Everyone tells women to stay away from Google when they’re pregnant. It’s actually not that bad. Honestly, I always end up feeling like a judgey bitch when I Google pregnancy questions, because it almost always leads to a forum where anyone can respond, and I sit there and think, “My God! You can’t spell or use basic grammar. Why do you think the world needs more of you?”

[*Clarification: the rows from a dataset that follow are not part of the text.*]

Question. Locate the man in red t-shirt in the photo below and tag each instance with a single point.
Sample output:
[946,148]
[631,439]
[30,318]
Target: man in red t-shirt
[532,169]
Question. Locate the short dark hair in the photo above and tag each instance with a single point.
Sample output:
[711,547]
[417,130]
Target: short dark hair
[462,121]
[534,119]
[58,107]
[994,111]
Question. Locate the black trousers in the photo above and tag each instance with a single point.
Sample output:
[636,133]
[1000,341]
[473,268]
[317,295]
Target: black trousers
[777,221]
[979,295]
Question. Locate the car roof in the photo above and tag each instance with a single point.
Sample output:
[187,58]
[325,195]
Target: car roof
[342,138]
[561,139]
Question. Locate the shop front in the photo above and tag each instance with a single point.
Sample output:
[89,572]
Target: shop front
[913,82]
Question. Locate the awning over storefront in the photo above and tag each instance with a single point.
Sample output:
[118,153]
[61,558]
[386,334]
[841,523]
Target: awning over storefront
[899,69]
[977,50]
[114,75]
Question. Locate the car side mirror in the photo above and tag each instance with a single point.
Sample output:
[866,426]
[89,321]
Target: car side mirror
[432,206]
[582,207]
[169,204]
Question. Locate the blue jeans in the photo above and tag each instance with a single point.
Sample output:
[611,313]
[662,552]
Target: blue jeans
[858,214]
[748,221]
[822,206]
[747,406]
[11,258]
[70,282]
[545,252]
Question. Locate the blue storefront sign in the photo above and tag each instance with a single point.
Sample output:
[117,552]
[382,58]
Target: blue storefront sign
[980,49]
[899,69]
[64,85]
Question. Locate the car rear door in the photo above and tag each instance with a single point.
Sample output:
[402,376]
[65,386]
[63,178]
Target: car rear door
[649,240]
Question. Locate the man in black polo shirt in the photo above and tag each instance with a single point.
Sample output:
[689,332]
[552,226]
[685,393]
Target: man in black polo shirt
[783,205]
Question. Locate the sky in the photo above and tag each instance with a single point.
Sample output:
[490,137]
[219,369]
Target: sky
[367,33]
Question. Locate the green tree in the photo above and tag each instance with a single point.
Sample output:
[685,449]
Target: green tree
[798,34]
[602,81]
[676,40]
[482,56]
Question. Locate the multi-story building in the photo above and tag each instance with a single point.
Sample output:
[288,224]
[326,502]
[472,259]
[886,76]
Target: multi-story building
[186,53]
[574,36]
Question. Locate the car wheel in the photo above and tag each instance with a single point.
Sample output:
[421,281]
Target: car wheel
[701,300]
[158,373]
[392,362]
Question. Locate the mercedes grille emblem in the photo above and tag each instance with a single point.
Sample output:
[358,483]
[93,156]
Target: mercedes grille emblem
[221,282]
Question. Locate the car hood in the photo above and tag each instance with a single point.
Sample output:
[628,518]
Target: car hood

I know. I’m awful. And the worst part is, most of the advice they give is pretty useful.
I was more in to Googling what I can and can’t eat at the beginning of my pregnancy. But I kept forgetting what was allowed and what wasn’t, and I think I’ve somehow consumed more soft cheeses than at any other point in my life. So I gave up on all of that. I eat pretty much anything now.
My biggest problem is searching for pictures of women who are at the same point in their pregnancy. Everyone is always skinnier than me. ALWAYS. And literally, when I look at pictures of women who look like me, they’re carrying multiples. I am definitely NOT carrying more than one baby. So it’s sad.
Also, I didn’t put this in the comic, because it’s a little morbid – I keep looking up pictures of babies born at however many weeks I am. I just want to be prepared – I want to see what he looks like in there, see if he’s do all right outside the womb. That kind of thing. It probably makes me sound like a total creep…this entire blog entry is making me sound like a jerk.
Ugh, AND I look up pictures of things like mucus plugs. I think the mucus plug is a more scarring search than the placenta. People describe the placenta in horrifying terms, so when you see a picture of one, it’s not as bad as what your imagination put together. But the mucus plug? Ugh.